Hi everyone,
I am sorry for the long post, but I wanted to provide as much detail as possible.
I am new to using QIIME 2 - 2024.2 (miniconda3) and I have sequences from a 2 x 300 bp Illumina run (338F_806R). Attached are the q-score plots of my raw data 16Ssequences-391521.qzv (315.4 KB)
After importing raw data into qiime2, I first attempted to denoise the sequences using DADA2 with the following command:
qiime dada2 denoise-paired \
--i-demultiplexed-seqs 16Ssequences.qza \
--p-trim-left-f 26 \
--p-trim-left-r 26 \
--p-trunc-len-f 297 \
--p-trunc-len-r 207 \
--p-max-ee-f 3
--p-max-ee-r 3
--p-n-threads 6 \
--o-table 16Sseqs_table.qza \
--o-representative-sequences 16Sseqs_rep.qza \
--o-denoising-stats 16Sseqs_denoising_stats.qza
However, I encountered unsatisfactory results. Below is a summary of my attempts with different parameter sets, including using only forward reads (last row), which showed better results.
A | B | C | D | E | F | G | H | I | G |
---|---|---|---|---|---|---|---|---|---|
trim-left-f | trunc-len-f | trim-left-r | trunc-len-r | overlap | max-ee-f | max-ee-r | percentage of input passed filter | percentage of input merged | percentage of input non-chimeric |
26 | 296 | 26 | 246 | 22 | 4 | 4 | 73-75% | 38-41% | 35-39% |
26 | 296 | 26 | 236 | 12 | 4 | 4 | 80-81% | 42-46% | 39-43% |
26 | 296 | 26 | 230 | 6 | 4 | 4 | 80-82% | 43-48% | 40-45% |
26 | 296 | 26 | 220 | -4 | 5 | 5 | 81-83% | 46-51% | 42-47% |
26 | 196 | / | / | / | 7 | / | 87-89% | / | 70-75% |
Here is one of the QZV files: 16S_296236_denoising_stats.qzv (1.2 MB)
Since DADA2 did not provide satisfactory results, I then attempted to denoise the raw data using Deblur.
Before running Deblur, I used the following steps:
qiime cutadapt trim-paired \
--i-demultiplexed-sequences 16Ssequences_391521.qza \
--p-cores 4 \
--p-front-f ACTCCTACGGGAGGCAGCAG \
--p-front-r GGACTACACGGGTATCTAAT \
--p-error-rate 0.2 \
--p-discard-untrimmed \
--o-trimmed-sequences 16S_trimmed.qza
qiime vsearch merge-pairs \
--i-demultiplexed-seqs 16S-trimmed.qza \
--o-merged-sequences 16S-deblur/merged-seqs.qza \
--o-unmerged-sequences 16S-deblur/unmerged-seqs.qza
qiime demux summarize \
--i-data 16S-deblur/merged-seqs.qza \
--o-visualization 16S-deblur/merged-seqs-summary.qzv
qiime quality-filter q-score \
--i-demux 16S-deblur/merged-seqs.qza \
--o-filtered-sequences 16S-deblur/16Sseqs-filtered.qza \
--o-filter-stats 16S-deblur/16Sseqs-filter-stats.qza
qiime deblur denoise-16S \
--i-demultiplexed-seqs 16S-deblur/16Sseqs-filtered.qza \
--p-trim-length 0 \
--o-representative-sequences 16S-deblur/rep-seqs-deblur.qza \
--o-table 16S-deblur/table-deblur.qza \
--p-sample-stats \
--o-stats 16S-deblur/deblur-stats.qza
I observed that around 50000 reads were merged, while I have more than 250,000 raw reads.
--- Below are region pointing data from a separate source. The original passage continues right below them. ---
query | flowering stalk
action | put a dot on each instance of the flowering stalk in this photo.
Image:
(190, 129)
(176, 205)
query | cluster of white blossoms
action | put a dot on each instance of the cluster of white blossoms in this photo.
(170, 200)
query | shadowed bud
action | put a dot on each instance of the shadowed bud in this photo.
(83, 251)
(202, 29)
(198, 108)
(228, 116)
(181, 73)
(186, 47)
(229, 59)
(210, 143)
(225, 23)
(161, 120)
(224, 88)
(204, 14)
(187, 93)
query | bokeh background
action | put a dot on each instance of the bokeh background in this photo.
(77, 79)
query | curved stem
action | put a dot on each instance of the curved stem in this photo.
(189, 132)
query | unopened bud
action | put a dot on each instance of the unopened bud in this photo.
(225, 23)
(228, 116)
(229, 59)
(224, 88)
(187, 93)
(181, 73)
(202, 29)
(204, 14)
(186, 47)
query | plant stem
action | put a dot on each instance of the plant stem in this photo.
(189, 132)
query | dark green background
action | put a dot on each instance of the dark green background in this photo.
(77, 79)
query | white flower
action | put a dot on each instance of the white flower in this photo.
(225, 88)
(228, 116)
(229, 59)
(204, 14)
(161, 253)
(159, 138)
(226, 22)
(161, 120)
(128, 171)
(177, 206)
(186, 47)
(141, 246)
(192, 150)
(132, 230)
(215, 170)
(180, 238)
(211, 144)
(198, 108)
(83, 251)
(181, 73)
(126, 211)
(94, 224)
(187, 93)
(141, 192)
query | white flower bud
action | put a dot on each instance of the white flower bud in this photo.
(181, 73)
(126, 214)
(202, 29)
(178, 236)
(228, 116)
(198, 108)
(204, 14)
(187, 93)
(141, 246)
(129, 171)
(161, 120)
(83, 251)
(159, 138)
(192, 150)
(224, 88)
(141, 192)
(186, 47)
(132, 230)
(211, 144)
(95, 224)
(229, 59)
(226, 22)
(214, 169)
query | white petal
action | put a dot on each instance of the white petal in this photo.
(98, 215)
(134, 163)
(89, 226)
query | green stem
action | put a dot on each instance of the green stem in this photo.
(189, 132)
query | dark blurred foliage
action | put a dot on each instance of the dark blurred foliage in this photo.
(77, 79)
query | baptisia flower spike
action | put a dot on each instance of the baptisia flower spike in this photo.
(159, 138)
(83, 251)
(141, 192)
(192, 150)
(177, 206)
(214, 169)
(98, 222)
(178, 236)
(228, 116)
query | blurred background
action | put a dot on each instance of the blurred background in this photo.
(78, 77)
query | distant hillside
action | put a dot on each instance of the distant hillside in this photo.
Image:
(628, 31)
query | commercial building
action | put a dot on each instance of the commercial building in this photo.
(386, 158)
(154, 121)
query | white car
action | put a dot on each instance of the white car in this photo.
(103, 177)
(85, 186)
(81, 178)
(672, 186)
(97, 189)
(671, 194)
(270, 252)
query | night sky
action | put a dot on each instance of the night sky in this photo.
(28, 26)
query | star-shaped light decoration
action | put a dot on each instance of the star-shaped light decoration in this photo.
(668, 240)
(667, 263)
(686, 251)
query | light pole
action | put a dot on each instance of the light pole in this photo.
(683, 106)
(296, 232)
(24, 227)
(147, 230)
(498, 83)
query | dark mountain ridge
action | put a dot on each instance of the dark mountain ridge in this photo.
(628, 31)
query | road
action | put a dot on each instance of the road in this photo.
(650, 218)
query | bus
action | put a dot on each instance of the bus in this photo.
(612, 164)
Here is the summary QZV file: merged-seqs-summary.qzv (305.2 KB). I also tried adjusting parameters like --p-minovlen
and --p-maxee
, but the results still did not improve as expected. Additionally, here is the QZV file of the feature table using deblur. table-deblur.qzv (422.9 KB)
I would appreciate your assistance with the following questions:
- The percentage of merged and non-chimeric sequences is consistently below 50%. Could you advise on how to improve parameter settings for DADA2 and Deblur to obtain better results?
- How should I prioritize between the overlap of forward and reverse reads and maximizing percentage of merged and non-chimeric sequences? ( e.g. the 4th row in the table)
- Should I consider using only forward reads for this analysis? My concern is whether important microbial information would be lost if I proceed with that approach.
Thanks a lot for your help,
Siqin